Among the previously proposed methods for inference about the regression coefficients under the semiparametric proportional cause-specific hazards model with missing cause of failure, the AIPW estimation method (Gao and Tsiatis 2005; Hyun et al. 2012) appears to be the most attractive approach. This is because of the so-called double robustness property that the AIPW possesses. This property ensures estimation consistency even if one of the two parametric models that are used to deal with missingness is misspecified and, also, due to their higher statistical efficiency compared to the simple inverse probability weighting estimators. However, it has been shown that if both parametric models are even slightly incorrectly specified, the AIPW estimators can yield severely biased estimates (Kang and Schafer 2007). Compared to the AIPW estimator, our proposed MPPLE estimator has the advantage of not requiring to model the probability of missingness and is also a likelihood-based approach. In the simulation studies, our proposed MPPLE was shown to be more statistically efficient compared to the AIPW estimator with a correctly specified model for the probability of missingness (in favor of the AIPW estimator). It has to be noted that this was only shown empirically in the simulation studies, and we have not formally proven this claim. In addition, the MPPLE demonstrated certain estimation robustness against misspecification of the parametric model for the failure-cause probabilities \(\pi _j({\mathbf{W}},{\varvec{\gamma }}_0)\). More importantly, inference about the infinite dimensional parameters, such as the covariate-specific cumulative incidence function, has not been studied so far in the framework of AIPW. Putting all these advantages together makes the proposed MPPLE an appealing approach to use in practice for inference under the semiparametric proportional cause-specific hazards model with missing causes of failure. A potential alternative approach would be to develop an EM-algorithm for the semiparametric proportional cause-specific hazards model. Even though this approach would be expected to be somewhat more efficient compared to our proposed MPPLE, it would be much more computationally intensive and would also be more difficult to implement in practice. The computational efficiency and ease of implementation of our MPPLE are very important characteristics in real world applications.

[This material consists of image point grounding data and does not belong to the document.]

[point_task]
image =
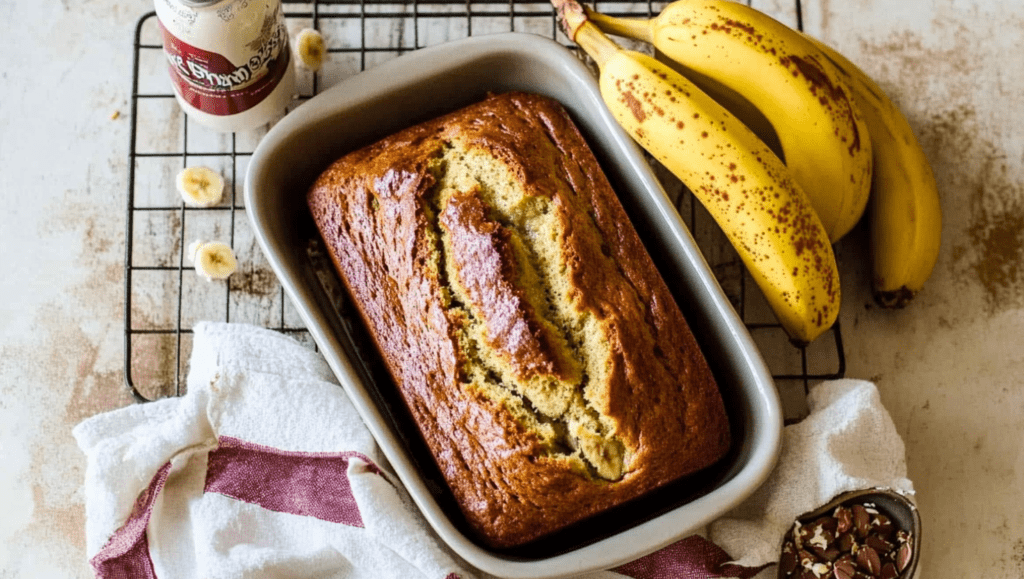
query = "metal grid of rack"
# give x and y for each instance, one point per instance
(164, 298)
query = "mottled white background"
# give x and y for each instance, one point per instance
(949, 367)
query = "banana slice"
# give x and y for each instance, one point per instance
(311, 49)
(214, 260)
(200, 187)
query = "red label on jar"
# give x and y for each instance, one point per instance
(213, 84)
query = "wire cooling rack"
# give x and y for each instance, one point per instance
(164, 298)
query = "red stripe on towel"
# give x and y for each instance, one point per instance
(693, 557)
(126, 554)
(298, 483)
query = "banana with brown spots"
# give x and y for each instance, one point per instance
(745, 187)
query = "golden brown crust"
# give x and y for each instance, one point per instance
(378, 211)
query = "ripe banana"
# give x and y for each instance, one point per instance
(824, 140)
(744, 187)
(905, 216)
(310, 47)
(200, 187)
(213, 259)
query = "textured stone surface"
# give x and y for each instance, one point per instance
(948, 367)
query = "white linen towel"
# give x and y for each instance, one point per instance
(226, 481)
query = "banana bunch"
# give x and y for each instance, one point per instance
(743, 184)
(799, 94)
(727, 46)
(905, 216)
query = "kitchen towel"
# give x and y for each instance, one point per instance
(265, 469)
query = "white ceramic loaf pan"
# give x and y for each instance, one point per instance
(433, 81)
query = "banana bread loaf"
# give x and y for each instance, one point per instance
(537, 346)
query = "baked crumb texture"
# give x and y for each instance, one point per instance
(548, 367)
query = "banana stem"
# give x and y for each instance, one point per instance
(599, 46)
(638, 29)
(580, 30)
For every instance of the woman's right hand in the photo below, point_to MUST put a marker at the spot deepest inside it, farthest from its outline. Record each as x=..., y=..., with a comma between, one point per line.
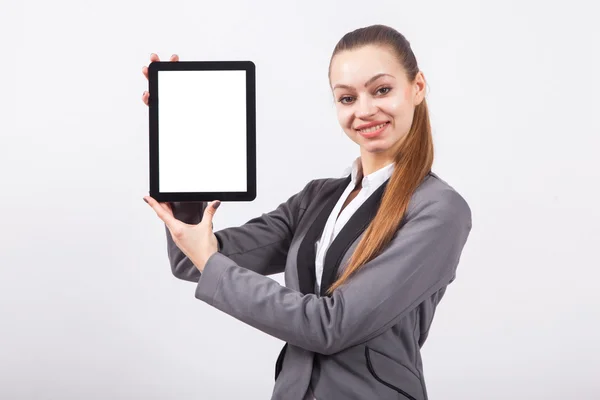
x=153, y=57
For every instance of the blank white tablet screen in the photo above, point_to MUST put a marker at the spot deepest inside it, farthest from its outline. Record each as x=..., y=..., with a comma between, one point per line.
x=202, y=131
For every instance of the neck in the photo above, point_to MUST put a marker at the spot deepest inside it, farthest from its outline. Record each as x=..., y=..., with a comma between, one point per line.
x=370, y=163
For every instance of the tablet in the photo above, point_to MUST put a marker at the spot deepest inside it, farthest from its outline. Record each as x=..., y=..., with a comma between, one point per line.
x=202, y=130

Although the method is illustrated with time-independent covariates, the estimator for the regression parameter presented in this paper and its properties are also valid for the case of time-dependent covariates, provided that these covariates are right-continuous with left-hand limits and of bounded variation. However, inference for the covariate-specific cumulative incidence functions with internal time-dependent covariates is trickier and requires explicit modeling of the covariate processes (Cortese and Andersen 2010). This is an interesting topic for future research. Additionally, considering nonparametric or semiparametric models for the failure-cause probabilities \(\pi _j({\mathbf{W}},{\varvec{\gamma }}_0)\) that are used to predict the missing causes of failure may be important in some applications and also interesting from a theoretical standpoint.